Claude Sautet projects a severely injured man through a fractured narrative, a man seeking the meaning of his existence and desperately searching for the missing pieces of the jigsaw puzzle of his life, but life always has its own plans. In the end, uncertainty engulfs us, turning life into a mystery. The entire film is structured around a car crash, a single event that controls the narrative while drifting off into fragments of the past, present, and future while still being experienced as linear.

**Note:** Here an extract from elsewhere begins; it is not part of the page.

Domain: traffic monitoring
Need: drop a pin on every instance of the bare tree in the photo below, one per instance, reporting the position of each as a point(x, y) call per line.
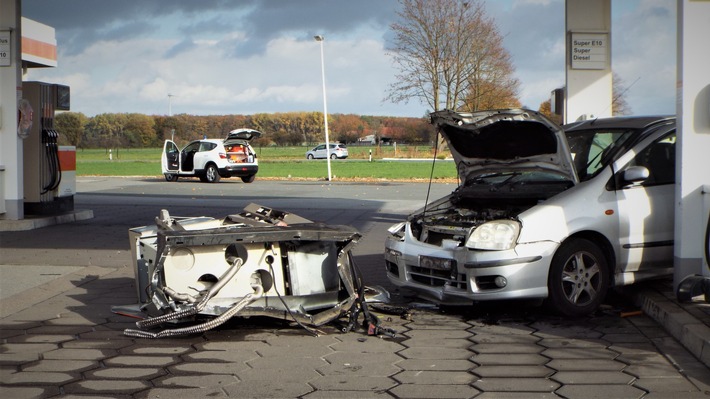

Some things in life are better left unsaid; some dreams will always remain unfulfilled, and some people are always meant to leave. In order to live, we have to let go. Pierre’s undelivered letter would never reach Helene as Catherine unknowingly or maybe knowingly tore it apart, fulfilling her late husband’s (probably) last wish. The film ends with a dazed Helene rushing out of the hospital, wandering into a crowd, trying to come to terms with the loss she incurred, and the focus blurs.
Sautet takes events from everyday life and depicts the underlying complexities that plagued those events and the humans who were a part of those events. Some emotions and bonds in life are inexplicable, and we must accept them. Pierre couldn’t make peace with this fact while he is alive and finds his own sense of peace in his death. Claude Sautet, through his very post-modern storytelling, presents a beautiful tale of love, life, and loss that’s profoundly haunting since the characters in “The Things of Life” are very much like us: flawed, confused, and always in pursuit of something unknown.